Popup Buttons – you can personalize the appearance and behavior of the buttons in the create/edit Popup window of the grid.
The Telerik Blazor Grid component has several built-in themes such as Default (our own styling), Material (based on the Material Design guidelines), Bootstrap (which looks like the Bootstrap styling to integrate better) and Fluent (based on Microsoft Fluent UI). You can easily customize any of out-of-the-box themes, style a specific component instance or create new theme to match your colors and branding by using the Telerik SASS ThemeBuilder application.
Right-to-Left (RTL) Support
The Telerik UI for Blazor Grid component supports right-to-left configuration. The RTL functionality is supported by most of our components to accommodate users who communicate in a right-to-left language script, such as Arabic and Hebrew.
The Telerik Blazor Grid now has the functionality to be exported to a CSV format. It is easily configured in the toolbar by adding a dedicated command button. After exporting, you will have all applied filters, sorting, paging, grouping and column ordering transferred to the CSV file. You have the option to export only the current page, or all the data.
Grid Export to Excel
Users in both Blazor server-side and WebAssembly applications can easily export Grid data to Excel with a click of a button. The exported file will preserve the Grid settings, so that filtering, sorting, paging, grouping, column order and column size are applied to data in the xlsx document. The export allows developers to set the resulting file name and configuration of the data to be exported – current shown page or all pages in the grid. Developers also control which data items or columns to be included in the exported file (via the OnBeforeExcelExport event) and the exported columns’ width seamless support. Excel and CSV exports can be triggered programmatically (via the newly exposed methods in the API).

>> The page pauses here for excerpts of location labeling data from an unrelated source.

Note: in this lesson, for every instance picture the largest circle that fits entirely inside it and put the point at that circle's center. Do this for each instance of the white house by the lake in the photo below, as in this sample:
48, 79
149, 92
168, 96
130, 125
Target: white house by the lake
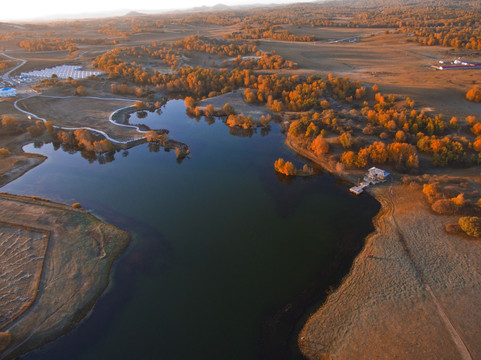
7, 92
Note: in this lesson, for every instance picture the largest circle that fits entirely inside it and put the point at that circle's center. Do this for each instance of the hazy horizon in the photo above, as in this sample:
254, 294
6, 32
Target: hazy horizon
58, 9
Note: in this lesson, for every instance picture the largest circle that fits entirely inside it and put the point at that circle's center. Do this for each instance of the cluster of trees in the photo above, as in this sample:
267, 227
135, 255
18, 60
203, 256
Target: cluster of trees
264, 62
9, 123
449, 197
471, 225
474, 94
285, 167
4, 152
82, 139
403, 156
410, 121
221, 48
124, 89
269, 32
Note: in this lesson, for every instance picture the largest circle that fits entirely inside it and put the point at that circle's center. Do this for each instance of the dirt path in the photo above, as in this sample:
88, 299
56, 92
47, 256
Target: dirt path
458, 341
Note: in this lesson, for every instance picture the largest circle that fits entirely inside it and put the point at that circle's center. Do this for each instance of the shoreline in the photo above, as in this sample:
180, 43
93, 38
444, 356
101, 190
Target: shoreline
60, 300
392, 296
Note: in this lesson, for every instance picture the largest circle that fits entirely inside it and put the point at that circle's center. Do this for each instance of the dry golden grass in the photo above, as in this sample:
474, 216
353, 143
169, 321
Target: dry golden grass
384, 309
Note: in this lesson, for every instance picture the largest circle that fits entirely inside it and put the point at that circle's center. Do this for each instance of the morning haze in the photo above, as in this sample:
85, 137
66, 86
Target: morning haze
260, 181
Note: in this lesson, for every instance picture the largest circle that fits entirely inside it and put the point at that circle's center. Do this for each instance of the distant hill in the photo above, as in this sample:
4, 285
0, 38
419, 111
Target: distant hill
134, 14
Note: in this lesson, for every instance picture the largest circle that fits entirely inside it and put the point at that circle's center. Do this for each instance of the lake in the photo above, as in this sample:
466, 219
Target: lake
226, 255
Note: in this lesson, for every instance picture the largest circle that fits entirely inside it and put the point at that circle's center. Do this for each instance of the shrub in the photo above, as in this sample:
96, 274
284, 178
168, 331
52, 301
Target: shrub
285, 167
471, 225
474, 94
4, 152
445, 207
320, 145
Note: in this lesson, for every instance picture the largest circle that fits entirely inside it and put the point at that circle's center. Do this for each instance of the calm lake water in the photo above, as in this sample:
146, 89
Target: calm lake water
221, 245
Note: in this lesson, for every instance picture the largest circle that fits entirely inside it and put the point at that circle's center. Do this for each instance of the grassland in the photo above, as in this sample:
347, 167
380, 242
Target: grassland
58, 283
413, 291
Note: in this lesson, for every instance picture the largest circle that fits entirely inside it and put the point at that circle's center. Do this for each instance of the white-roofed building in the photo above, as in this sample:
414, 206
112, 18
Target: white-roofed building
7, 92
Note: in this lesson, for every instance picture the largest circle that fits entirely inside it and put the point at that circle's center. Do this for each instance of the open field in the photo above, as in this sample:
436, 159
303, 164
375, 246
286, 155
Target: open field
81, 112
64, 278
397, 66
411, 293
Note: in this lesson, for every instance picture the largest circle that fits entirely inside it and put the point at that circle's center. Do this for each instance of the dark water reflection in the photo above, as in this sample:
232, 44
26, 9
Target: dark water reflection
220, 245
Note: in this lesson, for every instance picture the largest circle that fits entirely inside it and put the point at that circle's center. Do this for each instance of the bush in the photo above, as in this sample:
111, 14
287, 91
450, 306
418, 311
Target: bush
4, 152
285, 167
453, 229
320, 145
445, 207
471, 225
474, 94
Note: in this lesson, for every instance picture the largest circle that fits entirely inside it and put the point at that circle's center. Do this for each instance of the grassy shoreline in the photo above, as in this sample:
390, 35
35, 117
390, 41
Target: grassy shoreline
399, 300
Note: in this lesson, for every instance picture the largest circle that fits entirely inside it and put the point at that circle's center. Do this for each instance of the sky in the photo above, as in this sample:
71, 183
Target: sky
14, 10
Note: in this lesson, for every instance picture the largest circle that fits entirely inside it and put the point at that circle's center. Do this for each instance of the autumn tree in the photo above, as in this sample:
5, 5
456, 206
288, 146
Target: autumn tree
320, 145
471, 225
474, 94
81, 91
9, 123
285, 167
4, 152
346, 140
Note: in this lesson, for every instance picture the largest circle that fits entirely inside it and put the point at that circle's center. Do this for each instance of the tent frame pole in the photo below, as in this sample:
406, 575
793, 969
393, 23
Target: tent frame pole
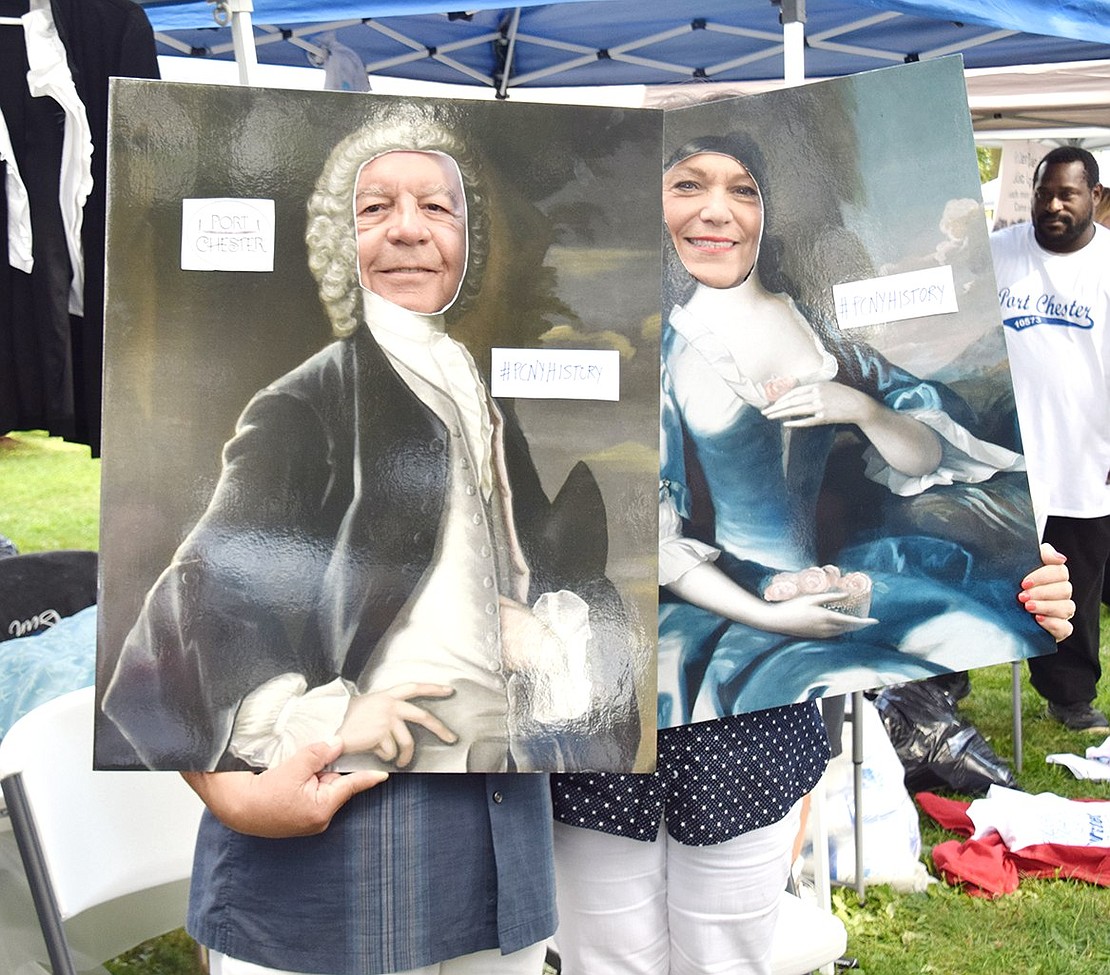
794, 41
238, 12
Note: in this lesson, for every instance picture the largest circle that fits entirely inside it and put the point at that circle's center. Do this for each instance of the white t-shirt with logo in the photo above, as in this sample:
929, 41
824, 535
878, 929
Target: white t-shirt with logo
1056, 309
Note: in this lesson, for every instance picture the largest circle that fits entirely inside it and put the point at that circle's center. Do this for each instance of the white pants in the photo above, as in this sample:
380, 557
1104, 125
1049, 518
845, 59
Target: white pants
527, 961
628, 907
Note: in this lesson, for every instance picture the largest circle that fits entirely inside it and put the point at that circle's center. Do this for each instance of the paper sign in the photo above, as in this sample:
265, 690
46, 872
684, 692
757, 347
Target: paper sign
556, 373
895, 298
226, 234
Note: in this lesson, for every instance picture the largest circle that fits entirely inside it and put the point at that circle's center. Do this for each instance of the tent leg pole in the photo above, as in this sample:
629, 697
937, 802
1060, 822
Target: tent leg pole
794, 41
242, 37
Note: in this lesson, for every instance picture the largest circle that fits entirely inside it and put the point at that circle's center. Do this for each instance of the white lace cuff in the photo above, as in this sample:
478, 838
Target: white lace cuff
677, 553
965, 459
281, 715
563, 689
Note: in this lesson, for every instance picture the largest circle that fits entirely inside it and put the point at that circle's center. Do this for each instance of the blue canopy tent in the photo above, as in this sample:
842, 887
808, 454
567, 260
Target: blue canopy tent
592, 42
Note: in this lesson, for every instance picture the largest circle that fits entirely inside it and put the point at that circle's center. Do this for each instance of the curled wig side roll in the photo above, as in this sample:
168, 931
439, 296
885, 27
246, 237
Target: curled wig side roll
330, 234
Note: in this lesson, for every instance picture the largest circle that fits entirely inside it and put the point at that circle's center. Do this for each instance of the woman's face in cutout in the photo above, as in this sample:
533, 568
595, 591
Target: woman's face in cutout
410, 217
713, 209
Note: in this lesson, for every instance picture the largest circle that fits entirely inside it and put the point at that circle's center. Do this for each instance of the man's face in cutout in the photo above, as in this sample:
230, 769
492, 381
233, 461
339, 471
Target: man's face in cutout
1063, 207
411, 222
712, 207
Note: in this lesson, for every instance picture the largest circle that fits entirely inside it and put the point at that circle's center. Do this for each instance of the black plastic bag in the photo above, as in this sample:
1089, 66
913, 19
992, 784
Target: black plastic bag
937, 749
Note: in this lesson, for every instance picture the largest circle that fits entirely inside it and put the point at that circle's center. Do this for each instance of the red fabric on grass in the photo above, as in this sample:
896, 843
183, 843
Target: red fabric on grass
986, 867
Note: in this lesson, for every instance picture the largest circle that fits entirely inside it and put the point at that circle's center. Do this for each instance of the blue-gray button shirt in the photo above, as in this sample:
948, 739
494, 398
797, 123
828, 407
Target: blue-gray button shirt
419, 870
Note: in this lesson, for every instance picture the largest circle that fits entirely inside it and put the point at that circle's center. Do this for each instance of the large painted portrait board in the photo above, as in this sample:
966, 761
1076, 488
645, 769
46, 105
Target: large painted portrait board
381, 432
844, 499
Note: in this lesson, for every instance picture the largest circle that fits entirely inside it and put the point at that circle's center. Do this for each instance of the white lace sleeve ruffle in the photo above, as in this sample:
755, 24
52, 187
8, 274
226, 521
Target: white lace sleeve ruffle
282, 715
562, 692
677, 553
965, 459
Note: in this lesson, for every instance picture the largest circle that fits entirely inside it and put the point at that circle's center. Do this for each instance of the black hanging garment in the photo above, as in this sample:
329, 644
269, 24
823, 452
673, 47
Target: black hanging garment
50, 360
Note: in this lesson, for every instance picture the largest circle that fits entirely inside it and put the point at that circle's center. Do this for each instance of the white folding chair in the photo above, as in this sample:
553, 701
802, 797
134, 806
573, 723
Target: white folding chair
107, 854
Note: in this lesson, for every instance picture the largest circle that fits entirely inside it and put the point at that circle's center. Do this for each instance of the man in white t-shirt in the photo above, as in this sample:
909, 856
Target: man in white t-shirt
1053, 285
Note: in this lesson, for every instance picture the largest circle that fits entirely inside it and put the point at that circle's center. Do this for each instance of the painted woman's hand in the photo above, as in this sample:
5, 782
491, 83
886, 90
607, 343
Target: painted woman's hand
379, 723
816, 404
295, 797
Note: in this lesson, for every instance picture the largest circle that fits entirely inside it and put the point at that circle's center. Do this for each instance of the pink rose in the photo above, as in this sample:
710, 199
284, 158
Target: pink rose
813, 580
856, 583
778, 385
780, 587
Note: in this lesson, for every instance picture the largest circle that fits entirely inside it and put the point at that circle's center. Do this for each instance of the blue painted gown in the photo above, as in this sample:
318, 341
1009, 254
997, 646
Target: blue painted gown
750, 488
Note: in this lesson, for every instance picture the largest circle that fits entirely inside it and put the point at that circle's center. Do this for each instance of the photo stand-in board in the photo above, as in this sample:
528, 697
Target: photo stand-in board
329, 508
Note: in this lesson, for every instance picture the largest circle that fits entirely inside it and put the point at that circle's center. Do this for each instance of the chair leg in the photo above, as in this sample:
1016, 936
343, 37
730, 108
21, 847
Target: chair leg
38, 876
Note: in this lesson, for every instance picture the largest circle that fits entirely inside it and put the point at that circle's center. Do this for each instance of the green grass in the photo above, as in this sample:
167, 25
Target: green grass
1046, 927
49, 495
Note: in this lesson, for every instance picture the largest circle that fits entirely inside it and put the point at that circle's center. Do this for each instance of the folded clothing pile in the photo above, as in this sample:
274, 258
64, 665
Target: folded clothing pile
1015, 834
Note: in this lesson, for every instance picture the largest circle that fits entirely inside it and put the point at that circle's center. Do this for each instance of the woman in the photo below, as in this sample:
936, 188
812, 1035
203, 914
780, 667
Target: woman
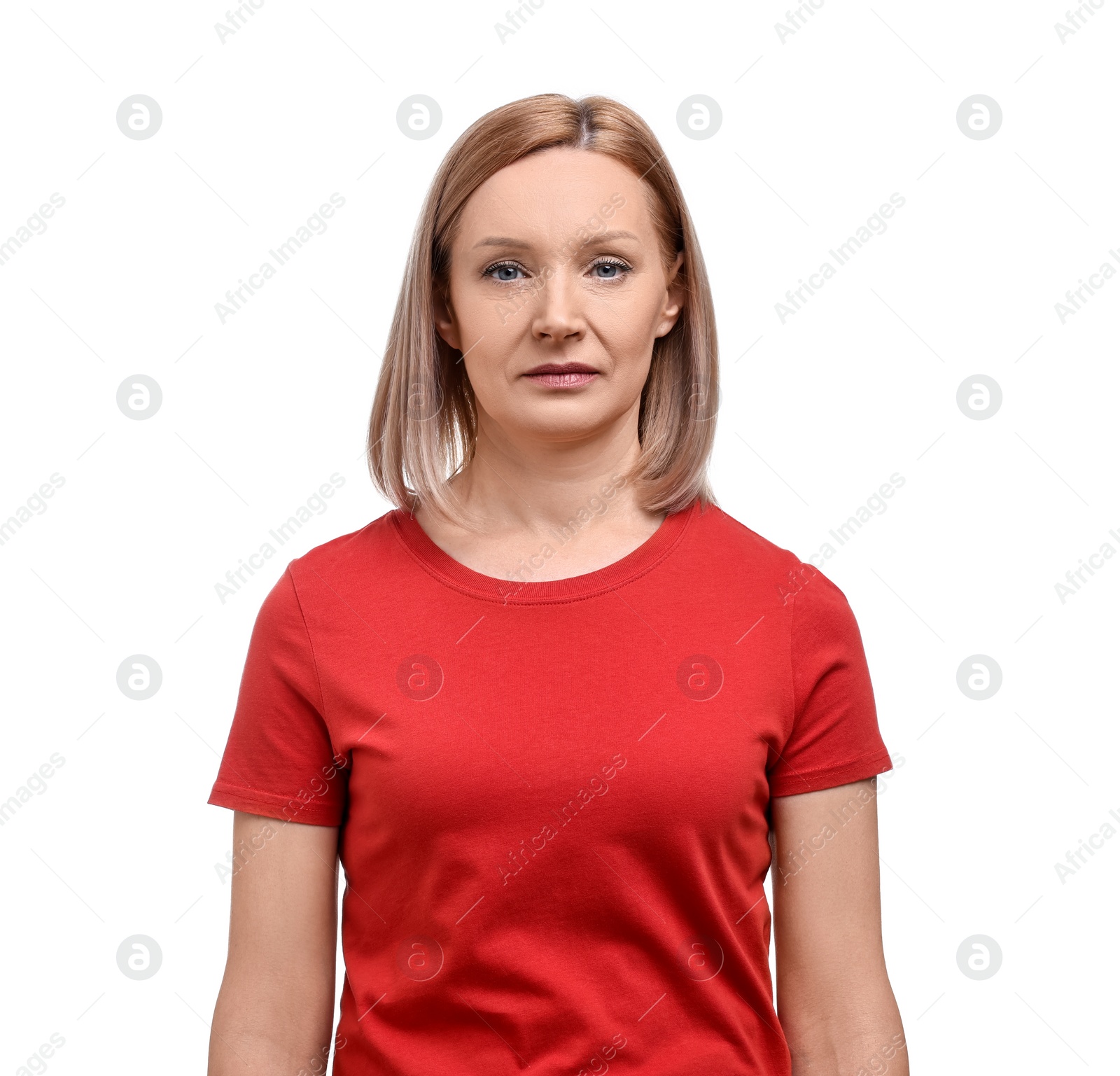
552, 711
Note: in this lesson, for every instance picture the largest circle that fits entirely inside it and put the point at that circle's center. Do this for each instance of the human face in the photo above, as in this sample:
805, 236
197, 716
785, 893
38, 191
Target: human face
557, 289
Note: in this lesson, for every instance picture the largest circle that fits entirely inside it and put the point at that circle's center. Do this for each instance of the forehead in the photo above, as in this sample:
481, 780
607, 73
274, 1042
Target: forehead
550, 194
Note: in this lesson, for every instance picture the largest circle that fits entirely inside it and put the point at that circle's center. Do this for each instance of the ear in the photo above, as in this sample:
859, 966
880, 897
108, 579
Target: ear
445, 319
675, 296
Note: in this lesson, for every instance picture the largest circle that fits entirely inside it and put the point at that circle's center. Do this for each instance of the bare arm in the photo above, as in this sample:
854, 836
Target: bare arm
274, 1012
834, 997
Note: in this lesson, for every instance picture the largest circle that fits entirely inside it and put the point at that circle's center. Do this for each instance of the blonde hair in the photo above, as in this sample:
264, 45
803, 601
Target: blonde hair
423, 424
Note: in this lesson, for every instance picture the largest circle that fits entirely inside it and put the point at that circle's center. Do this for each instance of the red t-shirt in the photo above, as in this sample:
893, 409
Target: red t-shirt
554, 796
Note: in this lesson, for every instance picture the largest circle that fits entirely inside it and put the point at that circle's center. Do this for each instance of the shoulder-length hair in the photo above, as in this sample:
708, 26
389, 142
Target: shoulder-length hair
423, 426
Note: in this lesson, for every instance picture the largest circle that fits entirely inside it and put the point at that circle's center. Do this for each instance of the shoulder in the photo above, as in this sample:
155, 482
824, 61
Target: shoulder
771, 569
349, 556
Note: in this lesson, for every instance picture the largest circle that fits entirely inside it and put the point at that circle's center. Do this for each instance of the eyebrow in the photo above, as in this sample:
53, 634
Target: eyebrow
521, 244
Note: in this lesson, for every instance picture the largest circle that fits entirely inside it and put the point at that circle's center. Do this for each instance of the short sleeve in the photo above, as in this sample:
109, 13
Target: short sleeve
279, 760
834, 738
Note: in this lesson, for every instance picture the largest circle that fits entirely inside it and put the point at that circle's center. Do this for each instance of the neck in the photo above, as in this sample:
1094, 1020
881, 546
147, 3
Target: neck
533, 485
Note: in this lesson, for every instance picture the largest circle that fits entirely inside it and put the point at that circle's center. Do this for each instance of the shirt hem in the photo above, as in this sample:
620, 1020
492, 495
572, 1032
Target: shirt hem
832, 776
287, 809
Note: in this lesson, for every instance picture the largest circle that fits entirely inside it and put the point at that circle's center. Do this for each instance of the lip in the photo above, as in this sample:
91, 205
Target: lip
560, 368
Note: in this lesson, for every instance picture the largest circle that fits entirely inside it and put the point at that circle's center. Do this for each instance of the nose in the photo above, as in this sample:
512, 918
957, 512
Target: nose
558, 315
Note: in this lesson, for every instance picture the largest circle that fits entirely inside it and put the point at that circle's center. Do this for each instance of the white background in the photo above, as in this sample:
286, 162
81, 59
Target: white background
818, 130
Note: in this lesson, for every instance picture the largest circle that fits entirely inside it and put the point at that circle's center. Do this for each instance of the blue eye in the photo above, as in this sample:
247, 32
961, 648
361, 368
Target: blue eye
503, 271
608, 270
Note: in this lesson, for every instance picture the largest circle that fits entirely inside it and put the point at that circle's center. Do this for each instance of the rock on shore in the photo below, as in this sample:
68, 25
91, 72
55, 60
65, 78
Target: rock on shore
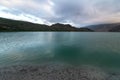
55, 72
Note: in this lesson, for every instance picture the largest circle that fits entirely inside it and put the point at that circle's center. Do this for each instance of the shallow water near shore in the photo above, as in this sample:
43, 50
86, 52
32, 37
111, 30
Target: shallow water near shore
76, 48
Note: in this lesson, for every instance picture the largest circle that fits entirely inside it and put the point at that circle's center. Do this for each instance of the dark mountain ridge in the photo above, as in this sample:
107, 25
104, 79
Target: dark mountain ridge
15, 25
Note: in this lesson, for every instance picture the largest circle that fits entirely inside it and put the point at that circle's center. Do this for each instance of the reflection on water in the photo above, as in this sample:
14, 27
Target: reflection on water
102, 49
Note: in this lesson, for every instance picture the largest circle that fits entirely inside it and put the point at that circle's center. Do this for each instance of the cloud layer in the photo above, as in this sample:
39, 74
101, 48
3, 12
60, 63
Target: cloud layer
76, 12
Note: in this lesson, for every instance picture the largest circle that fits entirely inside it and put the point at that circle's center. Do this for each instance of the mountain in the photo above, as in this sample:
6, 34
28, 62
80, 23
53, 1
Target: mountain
15, 25
113, 27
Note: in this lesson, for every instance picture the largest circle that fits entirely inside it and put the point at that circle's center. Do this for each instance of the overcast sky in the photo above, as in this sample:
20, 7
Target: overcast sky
75, 12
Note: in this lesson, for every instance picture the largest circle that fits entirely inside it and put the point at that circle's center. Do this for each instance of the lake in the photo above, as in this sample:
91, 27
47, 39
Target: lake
87, 48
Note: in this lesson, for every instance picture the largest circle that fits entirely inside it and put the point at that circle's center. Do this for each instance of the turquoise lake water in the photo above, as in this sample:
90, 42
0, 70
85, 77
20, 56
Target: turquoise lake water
88, 48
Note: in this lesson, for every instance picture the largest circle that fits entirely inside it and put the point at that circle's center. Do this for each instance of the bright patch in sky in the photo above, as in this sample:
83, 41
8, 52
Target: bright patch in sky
75, 12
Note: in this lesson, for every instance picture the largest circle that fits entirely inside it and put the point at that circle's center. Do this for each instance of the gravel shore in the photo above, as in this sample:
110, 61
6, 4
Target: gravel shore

The Telerik Blazor Grid responds to the user culture automatically – for example, formats in numeric inputs and date inputs use the current user culture, and strings such as pager tooltips and command buttons’ texts can be easily translated.
Grid Accessibility and Keyboard Navigation
Users with disabilities need to use your site as well, and the Telerik Grid component helps in that regard – it uses semantic markup and covers the current accessibility standards (including WCAG, Section 508 and WAI-ARIA attributes for screen readers). Moreover, you can navigate around the grid and invoke all actions with the keyboard alone.
This feature enables users to use keyboard navigation with virtual columns in the Grid component. As the standard shortcuts are still applicable, there are some differences. The Home and End buttons move focus to the first or last cell in the virtual column range for a cell not in edit mode. The combination of Alt + Home/End button results in moving focus to first/last cell in a row, also not in edit mode. Pressing F2 puts the row in edit mode, if inline edit mode is enabled and Tab focuses the next focusable element in the virtual column range.